WILTON – Stand Strong Performance is a brand new woman-owned fitness center located in the Wilson Stream Business Park. Owner Shelby Downing got started much the same way other businesses have—with a loan and a drive to make her ideas a reality.

Having a long professional history in the athletic field and breaking strength records as a teen, she grew tired of powerlifting, but after retiring from teaching and seeing the pandemic shut down athletic programs for students, Downing got back into coaching in a gym with her own son.

“People saw me coaching and some women started asking me if I’d work with them, and on a whim I put out a flyer for a women’s powerlifting team thinking I’d get two or three people and build from there, but I got ten people right off the bat,” Downing said. “It’s been so much fun to see women have that environment to grow and get strong in, and getting strong, it’s not just about lifting weights.”

Stand Strong opened in October.

From there she decided to open her own gym and offer programs and memberships that would allow her to teach and coach without getting tired of powerlifting, but also have space for those not interested in programs.

Part of what makes Downing’s establishment so unique is her refusal to use weight machines, opting instead for free weights.

“Philosophically, I didn’t want a gym that had weight-stack machines in it. They have a place in the industry, but it’s just not my lane; I like to teach people how to move, and those machines, you sit on them and figure out how to operate them with little to no instruction,” Downing said.

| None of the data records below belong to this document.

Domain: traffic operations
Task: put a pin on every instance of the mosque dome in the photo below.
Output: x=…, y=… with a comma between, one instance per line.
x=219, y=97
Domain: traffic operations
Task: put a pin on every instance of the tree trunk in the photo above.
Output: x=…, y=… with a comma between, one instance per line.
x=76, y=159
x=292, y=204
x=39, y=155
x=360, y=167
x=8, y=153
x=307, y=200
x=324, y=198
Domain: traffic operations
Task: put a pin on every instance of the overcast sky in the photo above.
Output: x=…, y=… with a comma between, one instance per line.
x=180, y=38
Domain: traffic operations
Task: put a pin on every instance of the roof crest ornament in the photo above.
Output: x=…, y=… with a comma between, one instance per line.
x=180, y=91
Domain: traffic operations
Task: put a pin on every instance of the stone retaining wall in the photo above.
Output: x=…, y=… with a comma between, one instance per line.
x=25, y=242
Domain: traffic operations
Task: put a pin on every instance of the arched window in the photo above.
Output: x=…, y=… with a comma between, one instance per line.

There is no industry completely free of gender-influenced biases, including the athletic industry, and at almost every point in her career, Downing had played a particular role to navigate these biases and continue to push forward.

“I was one of the first female high-level strength coaches in the 90s. I was the first woman to ever coach on a men’s world powerlifting team, and it was hard…at the local level, I had to play dumb, be patient, be quiet, wait my turn over and over,” Downing said. “It’s really interesting to now be in a situation where I don’t have to do that…this is my gym; I can do whatever I want.”

Though she’s proud of her journey, Downing feels that this industry hasn’t seen the same changes as other career fields.

Downing finds joy in seeing the people she coaches meet their strength and conditioning goals, as well as the camaraderie that accompanies teamwork.

Downing would encourage anyone interested in getting into this industry to find good mentors.

“What I discovered is, if I could find someone whose general philosophy was aligned with mine, and they were an excellent presenter—an educator—if I was then willing to study their work, then I could gain a lot of their life’s work very quickly,” Downing said. “So find someone that you trust, and while you’re creating your philosophy, just follow a couple people and don’t stray from that until you know where you fit and who you are in the field because the field is so driven by money and marketing.”